Now that we’ve stowed the Christmas decorations for another year, I find what color I can these days in the seed catalogs, where the pages are bright enough to lift any spirit at the bottom of January, when the lawn is brown, the wind sharp, the garden a tangle of leavings from last year’s ambitions.

I have before me the latest catalog from Burpee, which puts a giant tomato on its cover every winter, the botanical equivalent of the supermodel who pants longingly from the front of each year’s Sports Illustrated swimsuit issue.

This year’s hot tomato, as Burpee tells it, is Madame Marmande, “a culinary star in France, where a favorite picnic feast is a scooped-out fruit brimming with a mild cheese.”

The Marmande looks about as big as Jupiter, a fixed point in the horticultural heavens guiding the hopeful toward spring.

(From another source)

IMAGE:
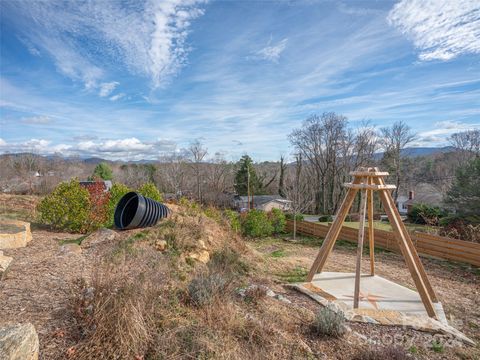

Hope is what the seed catalogs sell each winter, and to read them is to wallow for a while in the kind of vaguely romantic prose that can sometimes sound like a perfume commercial. The names of the fruits, vegetables and ornamentals seem to borrow from modernist poetry, hinting at a meaning just beyond reach. There’s a cantaloupe called Collective Farm Woman “with a flavor residing in the delectable peach-pineapple continuum.” You can also plant a Scarlet Nantes carrot, a Tiger Hybrid collard, a Gatsby Moon hydrangea. I don’t know who writes the copy for the seed catalogs, but I envision a long bank of desks populated by young English majors — aspiring scholars of fiction and verse, saddled with college debt, now toiling away at odes to the Café au Lait Dahlia, the Empress Wu Hosta, the Blue Lake Bush Bean, or a petunia called, irresistibly, Black Cat.

I look up from my seed catalogs these winter afternoons and see a yard much duller than the ones I find in mail-order advertising.

The cypress we bought at a farmer’s market two Christmases ago didn’t survive a summer dry spell. It still stands at attention, brown and brittle, held up only by habit. We’ll have to dig it out, and maybe use the hole to hold the satsuma tree, still in its pot, that we should have planted months ago.

There are herbs to plant, too — small pots of lavender and tarragon, sage, cilantro and curry that I gave my wife for Christmas, tucked under the tree within folds of green and red tissue, along with a few ornamental peppers for yuletide color.

The peppers dislike frost, so we’ll wait until Spring arrives in earnest to put them in the ground.

In the meantime, the yard lies beneath a blanket of sycamore leaves, and they rustle on windy days, as if the sleeping lawn is shifting its bedclothes.

Everything will be awake soon. In the meantime, I look out the window and daydream of tomatoes not yet planted, seasons still to come.